Ja wykorzystywałem ten wolny czas, by choć trochę porozmawiać z każdym chłopcem. Jednemu polecałem na ucho, by był bardziej posłuszny, innemu, by bardziej przykładał się do katechizmu, innemu by przyszedł się wyspowiadać, jeszcze innemu poddawałem jakąś myśl do refleksji, itd. Mogę powiedzieć, że godziny rekreacji służyły mi do porozmawiania ze sporą liczbą chłopców, którzy w następną sobotę wieczorem lub w niedzielę rano z chęcią przychodzili do mnie wyspowiadać się.

„Uklęknij i wyspowiadaj się”
Jeśli widziałem, że któryś z nich przez dłuższy czas zaniedbuje te ważne obowiązki, przerywałem mu zabawę i prowadziłem sam do spowiedzi. Opowiem o jednym takim fakcie.
Pewien chłopiec, któremu parokrotnie już przypominałem o spowiedzi i Komunii Wielkanocnej, za każdym razem obiecywał, po czym nie dotrzymywał słowa. Któregoś popołudnia, po nabożeństwie, zaczął się wesoło bawić. Biegał cały spocony i z zaczerwienioną twarzą, gdy go stanowczo zatrzymałem: „Chodź ze mną do zakrystii. Mam do ciebie sprawę”.

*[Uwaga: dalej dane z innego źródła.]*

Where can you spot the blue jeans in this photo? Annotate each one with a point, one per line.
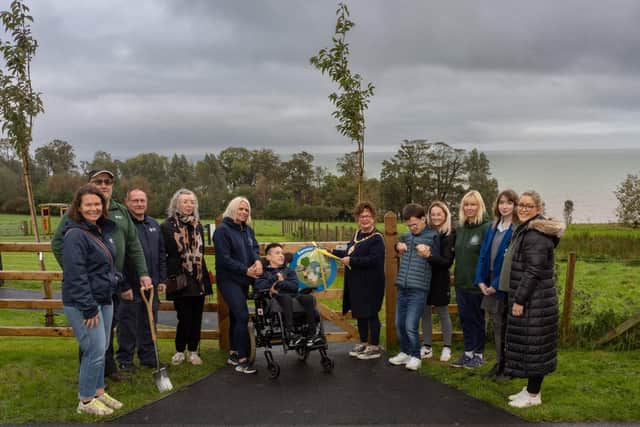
(410, 304)
(93, 343)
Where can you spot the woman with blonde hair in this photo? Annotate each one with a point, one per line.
(237, 265)
(439, 219)
(183, 236)
(472, 228)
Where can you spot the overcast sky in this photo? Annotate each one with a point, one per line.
(199, 76)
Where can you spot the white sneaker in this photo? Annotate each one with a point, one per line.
(445, 356)
(194, 359)
(426, 352)
(519, 394)
(414, 364)
(526, 401)
(359, 348)
(399, 359)
(109, 401)
(177, 358)
(94, 407)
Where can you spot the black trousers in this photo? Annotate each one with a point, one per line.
(307, 302)
(189, 310)
(134, 332)
(110, 366)
(369, 324)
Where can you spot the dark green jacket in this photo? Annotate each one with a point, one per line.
(125, 237)
(469, 239)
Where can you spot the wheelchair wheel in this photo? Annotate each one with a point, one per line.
(274, 370)
(252, 342)
(327, 365)
(302, 353)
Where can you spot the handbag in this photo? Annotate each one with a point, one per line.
(176, 283)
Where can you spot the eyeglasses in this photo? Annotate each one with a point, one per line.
(106, 181)
(526, 207)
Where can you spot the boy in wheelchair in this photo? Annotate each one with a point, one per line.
(282, 284)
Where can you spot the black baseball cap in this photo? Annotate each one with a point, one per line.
(95, 172)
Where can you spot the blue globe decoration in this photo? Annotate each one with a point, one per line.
(313, 269)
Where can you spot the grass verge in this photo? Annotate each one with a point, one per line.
(587, 386)
(39, 380)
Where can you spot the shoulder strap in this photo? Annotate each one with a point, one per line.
(100, 243)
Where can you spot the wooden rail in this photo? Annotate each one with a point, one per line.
(349, 332)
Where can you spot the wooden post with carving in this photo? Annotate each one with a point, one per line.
(390, 273)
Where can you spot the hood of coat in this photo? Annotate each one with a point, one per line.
(548, 226)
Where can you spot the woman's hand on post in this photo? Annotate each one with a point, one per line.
(423, 250)
(92, 322)
(251, 272)
(258, 267)
(517, 310)
(483, 288)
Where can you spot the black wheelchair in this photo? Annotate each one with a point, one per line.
(267, 330)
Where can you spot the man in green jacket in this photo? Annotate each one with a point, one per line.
(127, 246)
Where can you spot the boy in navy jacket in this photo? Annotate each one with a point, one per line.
(282, 283)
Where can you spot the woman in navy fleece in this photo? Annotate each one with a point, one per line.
(88, 283)
(237, 265)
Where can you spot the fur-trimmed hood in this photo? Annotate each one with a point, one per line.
(548, 226)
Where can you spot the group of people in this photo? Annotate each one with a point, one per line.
(111, 254)
(504, 268)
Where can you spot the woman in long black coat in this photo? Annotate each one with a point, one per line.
(364, 280)
(532, 324)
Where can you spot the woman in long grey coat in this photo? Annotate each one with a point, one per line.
(532, 324)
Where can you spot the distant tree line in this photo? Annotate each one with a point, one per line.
(419, 171)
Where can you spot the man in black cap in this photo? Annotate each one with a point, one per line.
(134, 329)
(127, 246)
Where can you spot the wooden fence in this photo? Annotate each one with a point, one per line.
(316, 231)
(348, 332)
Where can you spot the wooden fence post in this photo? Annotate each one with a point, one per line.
(224, 322)
(568, 297)
(390, 273)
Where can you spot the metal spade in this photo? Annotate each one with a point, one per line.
(160, 374)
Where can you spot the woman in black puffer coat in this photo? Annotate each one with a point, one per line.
(532, 325)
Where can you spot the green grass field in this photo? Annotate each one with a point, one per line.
(591, 384)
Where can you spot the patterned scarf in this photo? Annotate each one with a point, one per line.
(189, 242)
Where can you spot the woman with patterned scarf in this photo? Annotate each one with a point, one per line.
(184, 241)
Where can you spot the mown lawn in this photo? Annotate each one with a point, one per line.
(39, 380)
(591, 384)
(587, 386)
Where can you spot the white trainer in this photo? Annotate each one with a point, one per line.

Chciał pójść tak jak stał, w samej koszuli. „Nie, powiedziałem, załóż marynarkę i chodź”. Gdy znaleźliśmy się w zakrystii, powiedziałem mu:
- Uklęknij na tym klęczniku.
Zrozumiał, że każę mu przynieść klęcznik i poszedł po niego.
- Nie, zostaw klęcznik tam, gdzie jest.
- To czego ksiądz chce?
- Chcę cię wyspowiadać.
- Nie jestem przygotowany.
- Wiem o tym.
- A więc?
- A więc przygotuj się, a potem cię wyspowiadam.
- Dobrze. Dobrze ksiądz zrobił, że mnie złapał. Inaczej, sam bym nigdy nie przyszedł ze wstydu przed kolegami.
Podczas gdy ja odmawiałem brewiarz, przygotował się, a potem porządnie się wyspowiadał i odmówił modlitwy dziękczynne. Od tego czasu był jednym z najbardziej pilnych w wypełnianiu chrześcijańskich powinności. A i sam opowiadał o tym jeszcze kolegom, przyznając:
- Ksiądz Bosko jest sprytny, że złapał takiego ptaszka jak ja. Po zapadnięciu zmroku, dzwonek wzywał jeszcze raz wszystkich do kościoła, gdzie odmawialiśmy parę modlitw lub różaniec. Kończyliśmy dzień odśpiewaniem Niech zawsze będzie chwalone imię Jezusa i Maryi.

Ostatnia pieśń na rondzie
Wyjście z Oratorium było sceną niezapomnianą. Po wyjściu z kościoła każdy po tysiąc razy powtarzał dobranoc, nie mogąc rozstać się z przyjaciółmi. Mogłem sobie mówić: „Idźcie do domu, bo robi się późno i krewni na was czekają”. Na próżno. Tłoczyli się naokoło mnie, po czym sześciu najsilniejszych splatało coś w rodzaju siodełka, na którym, jak na tronie, musiałem usiąść. Jak na hasło chłopcy ustawiali się wtedy w rzędy i niosąc na rękach ks. Bosko, ruszali w drogę, śpiewając, śmiejąc się i pokrzykując aż do ronda (na skrzyżowaniu Alei Królowej Małgorzaty, wówczas zwaną Aleją s'w. Maksyma, z innymi ulicami). Tam śpiewaliśmy jeszcze parę pieśni, które kończyło zawsze uroczyste Niech zawsze będzie chwalone imię Jezusa i Maryi.  
Potem zapadła głęboka cisza, w której życzyłem wszystkim dobrej nocy i udanego tygodnia. Na cały głos odpowiadali mi „Dobranoc” i dopiero wtedy mogłem zejść z mojego tronu. Każdy wracał do swojej rodziny, z tym że najstarsi odprowadzali mnie do domu, ledwo żywego ze zmęczenia.